I recently had an argument with my sister about the pervasiveness of Greek Mythology in modern times versus Egyptian Mythology. I argued that more people knew the stories and gods of the Greeks, whereas the archaeology, history, and culture of the Egyptians was more common knowledge than their mythology. My sister insisted I have actual data. Though I still think that the overwhelming presence of media for Greek myths, such as Hercules and Xena the TV shows, Hercules the Disney film, the Percy Jackson series, O Brother Where Art Thou, Clash of the Titans, Jason and the Argonauts, and a myriad of other things, not to mention the the many stories indirectly inspired by Greek hero myths. And, yes, all of these things have inaccuracies to the actual myths but the point is that we know Greek monsters and creatures like Medusa and centaurs much more readily than we could recognize Egyptian counterparts. I can't even give any because I don't know any off the top of my head. Yes, Stargate and the Mummy movies have taught us the names of the Egyptian gods--Osiris, Isis, Anubis, Horus, Ra....crazy crocodile dude who weighs your heart to see if it's light as a feather. But can we recite any of the stories other than maybe the one where Isis brings Osiris back from the dead? Do we know any of their heroes or mythical creatures other than their gods? Did they even have any? I don't know.

The reason I don't know is the reason I believe the majority of people don't know--they didn't teach it in school. They taught us the Greek Mythology and Egyptian Archaeology. Not the other way around. I don't know why, but I have my theories. For the purposes of my argument, however, I just needed numbers so I started with research but was unable to find any relevant studies (in my opinion because it's obvious!). Then I suggested a Facebook poll but I knew that it wouldn't be a significant data set so I asked my sister if that would count. She said yes.

It seems she changed her mind. Thank you to all my friends who voted, though.

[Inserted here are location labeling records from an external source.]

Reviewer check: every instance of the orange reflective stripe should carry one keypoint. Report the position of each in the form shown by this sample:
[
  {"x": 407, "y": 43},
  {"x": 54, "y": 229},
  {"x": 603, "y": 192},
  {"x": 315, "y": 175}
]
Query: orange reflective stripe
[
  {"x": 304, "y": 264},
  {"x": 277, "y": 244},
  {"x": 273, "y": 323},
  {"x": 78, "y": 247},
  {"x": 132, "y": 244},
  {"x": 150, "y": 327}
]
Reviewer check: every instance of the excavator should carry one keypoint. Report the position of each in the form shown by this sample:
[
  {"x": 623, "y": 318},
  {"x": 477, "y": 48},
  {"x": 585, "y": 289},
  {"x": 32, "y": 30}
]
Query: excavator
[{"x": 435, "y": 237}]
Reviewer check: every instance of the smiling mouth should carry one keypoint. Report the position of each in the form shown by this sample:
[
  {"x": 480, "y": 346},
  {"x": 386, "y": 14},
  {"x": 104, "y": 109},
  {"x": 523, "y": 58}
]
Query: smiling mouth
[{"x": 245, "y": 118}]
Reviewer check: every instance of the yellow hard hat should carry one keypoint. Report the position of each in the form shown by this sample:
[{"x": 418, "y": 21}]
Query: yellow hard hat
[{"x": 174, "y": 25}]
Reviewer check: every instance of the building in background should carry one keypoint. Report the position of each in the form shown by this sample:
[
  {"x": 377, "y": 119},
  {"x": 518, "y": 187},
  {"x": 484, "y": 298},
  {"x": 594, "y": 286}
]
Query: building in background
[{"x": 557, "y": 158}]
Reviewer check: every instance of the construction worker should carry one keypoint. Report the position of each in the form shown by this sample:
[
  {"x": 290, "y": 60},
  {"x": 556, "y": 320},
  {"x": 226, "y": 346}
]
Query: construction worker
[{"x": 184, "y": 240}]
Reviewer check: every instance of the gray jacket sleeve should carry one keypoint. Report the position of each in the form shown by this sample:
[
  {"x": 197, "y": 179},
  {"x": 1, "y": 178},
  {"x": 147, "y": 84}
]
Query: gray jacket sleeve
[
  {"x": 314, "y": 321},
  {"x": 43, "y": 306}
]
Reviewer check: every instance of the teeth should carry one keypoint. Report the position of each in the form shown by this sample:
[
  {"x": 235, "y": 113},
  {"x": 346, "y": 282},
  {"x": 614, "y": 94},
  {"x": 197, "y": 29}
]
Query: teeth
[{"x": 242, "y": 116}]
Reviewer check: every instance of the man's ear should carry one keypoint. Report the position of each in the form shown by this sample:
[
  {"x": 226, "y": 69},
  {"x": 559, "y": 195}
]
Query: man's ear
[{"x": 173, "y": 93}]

Okay, I'll be fair on my sister, mostly she just decided she found a better way to check this theory with a much larger data-set. I'm just annoyed I didn't think of it first.

So she googled Greek Mythology and got over 3,000,000,000 hits. Then she googled Egyptian Mythology and only got over 700,000 hits. Even with the Google margin of error (i.e. llamas labeled "Greek mythology") this is certainly enough significant data for my sister and enough for me (possibly even if it hadn't proved me right).